Edward proposed several near‑ and long‑term changes: reclassifying daytime deputy chiefs to division chiefs to separate strategic and operational roles; creating a training division officer to centralize training, certification tracking and regional partnerships; and, in the longer term, adding an assistant chief and moving toward a two‑station deployment model to meet response‑time objectives. He cited industry standards as the foundation for the proposal, referencing NFPA 1561 (incident management), NFPA 1021 (fire officer qualifications) and NFPA 1710 (career department staffing and deployment), and noted a $35,000 financial/staffing study with SEH included in the CIP.

Chief Edward emphasized operational drivers: increasing call complexity, training shortfalls for shift commanders, and areas of the city with response times of 6–10 minutes. "We have areas that are anywhere from 6 to 10 minutes out," he said, adding that achieving the national standard for response and improving ISO performance informed the multi‑phase timeline (0–12 months for analysis, 1–3 years for foundational changes, 3–5 years for incremental staffing, 5+ years for full implementation).

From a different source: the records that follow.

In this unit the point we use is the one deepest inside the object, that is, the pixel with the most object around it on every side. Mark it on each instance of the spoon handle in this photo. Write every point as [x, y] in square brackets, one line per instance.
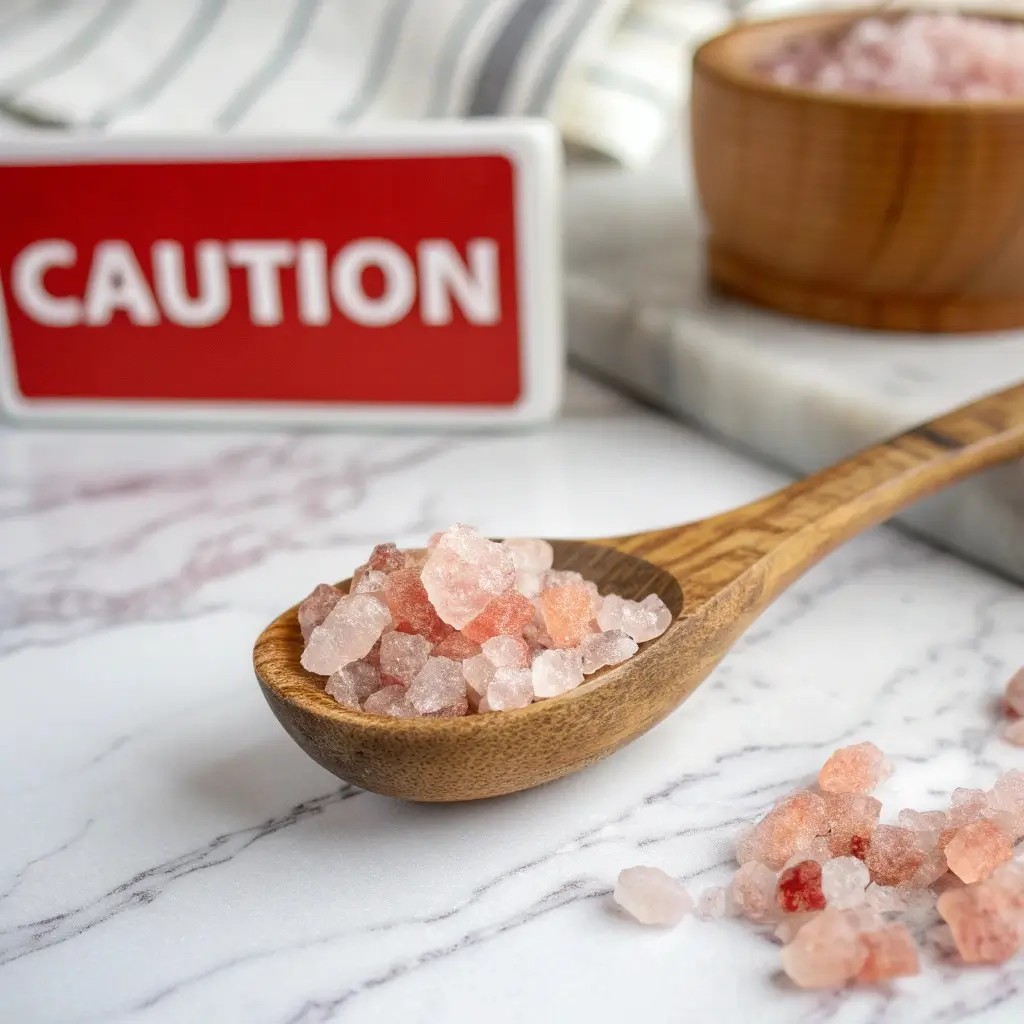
[786, 532]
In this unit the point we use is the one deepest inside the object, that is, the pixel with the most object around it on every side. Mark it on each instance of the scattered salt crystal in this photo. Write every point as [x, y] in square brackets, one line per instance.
[599, 649]
[651, 896]
[352, 627]
[556, 672]
[352, 683]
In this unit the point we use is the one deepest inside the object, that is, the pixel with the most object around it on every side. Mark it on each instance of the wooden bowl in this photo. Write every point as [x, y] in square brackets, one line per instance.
[857, 209]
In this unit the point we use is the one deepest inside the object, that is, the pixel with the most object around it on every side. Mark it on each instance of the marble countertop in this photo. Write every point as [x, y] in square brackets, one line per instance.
[169, 855]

Commissioners pressed for specifics. One commissioner asked whether the presentation should return as separate agenda items for the proposed inspector and the training division so the commission could review risk‑reduction impacts and staffing implications. The commission agreed to request targeted follow‑up: a line‑by‑line staffing and salary comparison, projected start‑up and recurring costs, potential offsets, ISO impacts, and a clearer implementation timetable. The department agreed to bring those details to the next meeting and to include the draft position descriptions and pay‑study data.

Next steps agreed by consensus were not a formal vote: authorize staff to proceed with the cost/benefit and staffing analysis and return with detailed proposals for the inspector role and the training division officer, plus risk‑reduction metrics and the SEH study deliverable. No budget appropriation was approved at this meeting.

Ending: The commission asked for the detailed analyses, position descriptions, and financial estimates at a subsequent meeting before considering formal approval of structural changes.